Ad c) Het afgesproken niet-reanimerenbeleid is wel in het ziekenhuissysteem vastgelegd en vooraf met patiënte en klager besproken, maar inderdaad niet naar de huisarts gestuurd. Dit heeft echter niet tot vervelende consequenties geleid.

5. De overwegingen van het college

Ad klachtonderdelen a) en b)

Deze klachtonderdelen lenen zich voor gezamenlijke bespreking.

Vast staat dat patiënte vanwege haar hartproblemen - in elk geval - vanaf 2005 onder behandeling stond van een specialist en dat zij vanwege haar problematiek in 2008 niet operabel werd geacht.

Na het controleconsult van 20 januari 2014 schreef verweerder in zijn brief aan de huisarts als conclusie - onder meer - dat de aortaklepstenose weliswaar iets was toegenomen, maar dat het niet ernstig was. De door verweerder daarbij genoteerde getallen (Vmax 3,1m/sec) onderschreven deze conclusie. Daarnaast noteerde verweerder dat er sprake was van een klinisch stabiele situatie.

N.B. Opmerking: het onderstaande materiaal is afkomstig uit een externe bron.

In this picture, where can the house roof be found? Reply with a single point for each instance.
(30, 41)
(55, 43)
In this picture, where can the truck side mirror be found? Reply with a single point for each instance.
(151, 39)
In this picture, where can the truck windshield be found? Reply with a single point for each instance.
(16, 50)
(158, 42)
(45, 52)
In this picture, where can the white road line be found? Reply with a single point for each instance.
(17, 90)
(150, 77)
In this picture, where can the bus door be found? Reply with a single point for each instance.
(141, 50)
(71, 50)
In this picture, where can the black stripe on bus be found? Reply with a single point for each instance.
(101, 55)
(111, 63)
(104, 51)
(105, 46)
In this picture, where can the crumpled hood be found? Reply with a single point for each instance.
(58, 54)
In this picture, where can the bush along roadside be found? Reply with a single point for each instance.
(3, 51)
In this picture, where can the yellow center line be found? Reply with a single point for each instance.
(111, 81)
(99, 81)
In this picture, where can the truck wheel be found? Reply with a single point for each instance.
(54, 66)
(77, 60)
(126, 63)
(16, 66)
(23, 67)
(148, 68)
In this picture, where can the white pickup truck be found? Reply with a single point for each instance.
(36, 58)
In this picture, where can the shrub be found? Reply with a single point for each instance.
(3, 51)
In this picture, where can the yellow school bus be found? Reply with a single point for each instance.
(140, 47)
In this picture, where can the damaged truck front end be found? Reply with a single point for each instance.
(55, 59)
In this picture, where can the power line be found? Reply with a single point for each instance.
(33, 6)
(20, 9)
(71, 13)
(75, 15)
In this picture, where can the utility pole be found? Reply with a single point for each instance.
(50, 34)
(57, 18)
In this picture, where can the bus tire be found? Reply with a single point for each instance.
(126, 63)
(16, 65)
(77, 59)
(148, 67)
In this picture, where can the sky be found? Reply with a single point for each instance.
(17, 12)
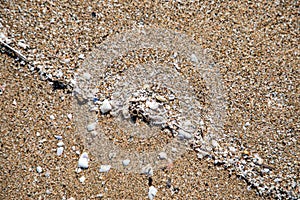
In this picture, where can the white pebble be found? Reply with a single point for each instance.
(232, 149)
(162, 155)
(69, 116)
(60, 144)
(104, 168)
(59, 151)
(22, 45)
(147, 170)
(82, 179)
(126, 162)
(105, 107)
(83, 161)
(58, 137)
(152, 105)
(194, 58)
(81, 56)
(152, 192)
(87, 76)
(39, 169)
(184, 135)
(214, 143)
(91, 127)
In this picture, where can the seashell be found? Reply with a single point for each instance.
(105, 107)
(83, 161)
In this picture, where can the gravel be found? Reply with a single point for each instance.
(253, 44)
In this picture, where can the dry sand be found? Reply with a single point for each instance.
(256, 46)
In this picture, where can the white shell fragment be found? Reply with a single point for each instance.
(23, 45)
(83, 161)
(104, 168)
(39, 169)
(91, 127)
(152, 192)
(59, 151)
(105, 107)
(82, 179)
(126, 162)
(162, 155)
(184, 135)
(60, 144)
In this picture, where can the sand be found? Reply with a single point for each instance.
(254, 45)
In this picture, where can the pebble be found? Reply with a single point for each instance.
(184, 135)
(83, 161)
(91, 127)
(82, 179)
(152, 105)
(87, 76)
(147, 170)
(162, 155)
(59, 151)
(126, 162)
(23, 45)
(58, 137)
(39, 169)
(161, 98)
(152, 192)
(105, 107)
(60, 144)
(104, 168)
(194, 58)
(38, 134)
(81, 56)
(69, 116)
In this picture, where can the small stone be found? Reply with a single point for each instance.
(47, 174)
(245, 152)
(152, 192)
(232, 149)
(39, 169)
(58, 137)
(194, 58)
(214, 143)
(147, 170)
(69, 116)
(60, 144)
(59, 151)
(184, 135)
(86, 76)
(91, 127)
(104, 168)
(105, 107)
(152, 105)
(162, 155)
(82, 179)
(23, 45)
(126, 162)
(83, 161)
(81, 56)
(161, 98)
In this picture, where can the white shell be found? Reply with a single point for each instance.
(162, 155)
(39, 169)
(104, 168)
(152, 192)
(126, 162)
(105, 107)
(83, 161)
(59, 151)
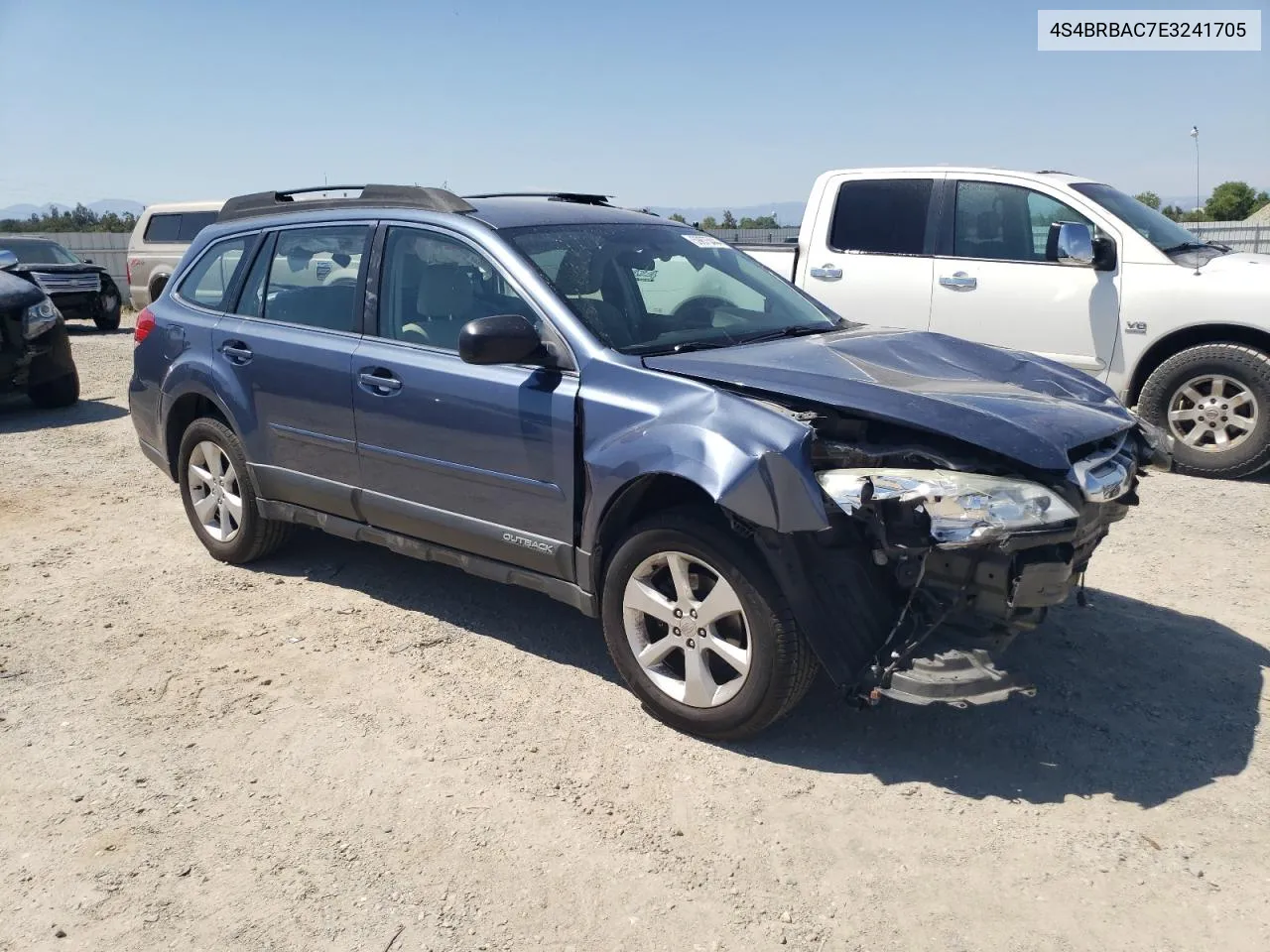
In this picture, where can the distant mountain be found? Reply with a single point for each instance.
(119, 206)
(786, 212)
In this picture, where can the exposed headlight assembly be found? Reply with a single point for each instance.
(965, 508)
(39, 318)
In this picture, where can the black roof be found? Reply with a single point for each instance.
(499, 211)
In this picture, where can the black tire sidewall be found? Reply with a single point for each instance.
(748, 578)
(1237, 362)
(240, 547)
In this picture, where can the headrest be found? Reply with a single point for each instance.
(444, 291)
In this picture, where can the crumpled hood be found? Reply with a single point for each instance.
(1020, 405)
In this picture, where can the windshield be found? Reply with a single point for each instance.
(657, 289)
(1162, 232)
(36, 252)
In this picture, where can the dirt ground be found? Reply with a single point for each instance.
(340, 746)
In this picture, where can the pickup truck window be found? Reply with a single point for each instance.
(881, 216)
(1006, 222)
(661, 289)
(434, 285)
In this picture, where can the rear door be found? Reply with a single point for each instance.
(993, 285)
(477, 458)
(871, 246)
(289, 352)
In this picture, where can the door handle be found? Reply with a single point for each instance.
(236, 352)
(959, 281)
(380, 382)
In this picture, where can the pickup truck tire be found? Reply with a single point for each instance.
(1207, 394)
(220, 497)
(58, 393)
(758, 634)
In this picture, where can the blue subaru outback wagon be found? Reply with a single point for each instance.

Het college is van oordeel dat, gezien de medische voorgeschiedenis van patiënte en de bevindingen van verweerder tijdens dit consult, er geen sprake was van een zorgelijke verslechtering van de gezondheidssituatie van patiënte en dat er dan ook geen noodzaak bestond tot operatief ingrijpen. Het dossier biedt daarvoor geen enkel aanknopingspunt.

Daar komt nog bij dat het college het standpunt van verweerder volgt dat - gezien de specifieke problematiek - er in het geval van patiënte geen reële chirurgische opties waren.

Naar het oordeel van het college heeft verweerder dan ook op goede gronden het conservatief medicamenteuze beleid, dat al in 2010 was ingezet, vervolgd. Dat verweerder ten onrechte een afwachtend beleid zou hebben gevoerd, zonder de mogelijkheden van alternatieve behandelingen te onderzoeken of patiënt te informeren, heeft het college niet kunnen vaststellen.

Voor het college is komen vast te staan dat de situatie van patiënte pas in 2015 verslechterde.

Daarmee zijn de verwijten dat patiënte in 2014 niet geïnformeerd zou zijn over een zorgelijke vernauwing van de aortaklep en er ten onrechte een expectatief beleid werd gevoerd, ongegrond.

Ad klachtonderdeel c)

Vaststaat dat verweerder een verslag van het consult van 19 januari 2015 in het dossier heeft opgenomen (zie onder 2. De feiten), zodat dit klachtonderdeel om die reden al ongegrond is. In dit verslag noteerde verweerder dat het beleid zou worden vervolgd, omdat er weinig andere opties waren. Verweerder noteerde ook dat er een niet-reanimeerbeleid was afgesproken, dat patiënte daarmee akkoord was, dat klager aanwezig was en de afspraak begreep. Hoewel het wel op de weg van verweerder had gelegen om de huisarts van patiënte eveneens over de bevindingen en afspraken van het betreffende consult te informeren, weegt naar het oordeel van het college het nalaten daarvan niet dusdanig zwaar dat verweerder daarvan een tuchtrechtelijk verwijt kan worden gemaakt. Ook dit klachtonderdeel is ongegrond.

6. De beslissing

Het college:

- verklaart de klacht ongegrond.

Aldus beslist door M.J.H.A. Venner-Lijten, voorzitter, P. Vlaardingerbroek, lid-jurist,

J.H. Wijsman, H.J.J. Koornstra-Wortel en J.W.D. de Waard, leden-beroepsgenoten, in aanwezigheid van C.W.M. Hillenaar, secretaris, en uitgesproken door N.B. Verkleij op

12 augustus 2020 in aanwezigheid van de secretaris.